Experimental DQN implementation with Chainer for OpenAI Gym classic control environment "Pendulum-v0".
See below how it works:
To train your agent, type below:
python run.py --train --episode 300
This will iterate 300 episodes for training Action-Value function (Q function) and store trained model to './model.trained/' folder.
To train more, simply type same command. Trained model will be loaded everytime when invoked.

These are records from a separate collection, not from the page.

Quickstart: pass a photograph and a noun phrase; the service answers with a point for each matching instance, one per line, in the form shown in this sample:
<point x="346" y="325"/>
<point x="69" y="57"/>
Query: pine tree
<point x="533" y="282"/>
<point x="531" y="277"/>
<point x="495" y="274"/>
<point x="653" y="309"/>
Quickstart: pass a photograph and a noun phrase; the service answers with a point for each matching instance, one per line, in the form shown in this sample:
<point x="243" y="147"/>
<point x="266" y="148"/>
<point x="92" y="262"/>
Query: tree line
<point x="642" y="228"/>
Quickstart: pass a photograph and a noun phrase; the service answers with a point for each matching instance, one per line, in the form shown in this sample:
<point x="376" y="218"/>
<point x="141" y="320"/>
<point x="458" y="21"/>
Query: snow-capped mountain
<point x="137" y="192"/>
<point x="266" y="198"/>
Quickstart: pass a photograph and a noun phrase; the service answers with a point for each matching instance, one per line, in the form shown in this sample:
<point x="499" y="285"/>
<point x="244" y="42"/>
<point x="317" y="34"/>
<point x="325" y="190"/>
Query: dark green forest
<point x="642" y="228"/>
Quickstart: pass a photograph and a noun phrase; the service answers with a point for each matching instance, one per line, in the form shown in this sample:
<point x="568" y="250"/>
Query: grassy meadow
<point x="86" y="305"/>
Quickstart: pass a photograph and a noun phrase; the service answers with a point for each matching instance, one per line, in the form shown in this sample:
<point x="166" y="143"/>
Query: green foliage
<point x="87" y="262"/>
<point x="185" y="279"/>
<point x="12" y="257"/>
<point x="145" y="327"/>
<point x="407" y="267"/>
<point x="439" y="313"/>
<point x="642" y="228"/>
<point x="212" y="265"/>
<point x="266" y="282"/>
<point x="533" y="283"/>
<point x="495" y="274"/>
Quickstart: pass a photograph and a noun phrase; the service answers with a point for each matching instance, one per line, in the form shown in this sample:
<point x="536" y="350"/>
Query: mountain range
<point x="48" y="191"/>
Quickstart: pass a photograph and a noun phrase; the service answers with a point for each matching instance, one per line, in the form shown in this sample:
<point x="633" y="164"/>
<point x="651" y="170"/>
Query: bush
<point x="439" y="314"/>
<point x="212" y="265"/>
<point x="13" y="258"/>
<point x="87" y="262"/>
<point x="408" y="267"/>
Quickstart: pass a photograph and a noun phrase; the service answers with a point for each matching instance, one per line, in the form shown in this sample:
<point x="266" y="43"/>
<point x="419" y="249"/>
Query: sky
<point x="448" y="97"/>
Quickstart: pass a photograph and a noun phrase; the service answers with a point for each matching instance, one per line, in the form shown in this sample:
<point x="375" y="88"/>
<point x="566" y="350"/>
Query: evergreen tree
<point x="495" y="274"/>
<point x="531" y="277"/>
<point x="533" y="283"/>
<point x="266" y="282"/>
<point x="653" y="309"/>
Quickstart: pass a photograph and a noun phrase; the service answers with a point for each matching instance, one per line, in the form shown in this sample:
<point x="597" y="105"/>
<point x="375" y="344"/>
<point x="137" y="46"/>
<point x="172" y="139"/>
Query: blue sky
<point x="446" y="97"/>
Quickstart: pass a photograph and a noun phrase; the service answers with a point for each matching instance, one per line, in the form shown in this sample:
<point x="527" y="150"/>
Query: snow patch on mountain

To see how the agent learned, type below:
python run.py
or
python run.py --render
This will iterate 10 episodes with trained model for testing. Option '--render' will illustrate it with animation window at 30fps.
Note: hyper-parameters below are not systematically determined.
- experience replay: capacity is 2048
- fixed target Q network: update interval is 3 epochs
- reward clipping: ranged by [0, 1] with sigmoid function
- fixed preprocess: all replay memory stores 4 frames each
- fully connected neural network with 1 hidden layer followed by relu non-linearity, optimized by Adam algorithm
- minibatch size is 64
- update interval is 10 frames as 1 epoch
- input nodes are 12, hidden nodes are 32, output nodes are 2 that consist of leftmost & rightmost throttle as digital control
- according to additional experiment, only 4 hidden nodes might be sufficient to solve this problem
- epsilon greedy: fixed to 5%, without decay
- action repeat: available, but disabled
- random agent & human agent (with usb gamepad) are also available
- chainer==1.21.0
- gym==0.9.1
- numpy==1.12.0
- pygame==1.9.3
- V. Mnih et al. Playing Atari with Deep Reinforcement Learning(2013).
- V. Mnih, K. Kavukcuoglu, D. Silver et al. Human-level control through deep reinforcement learning(2015).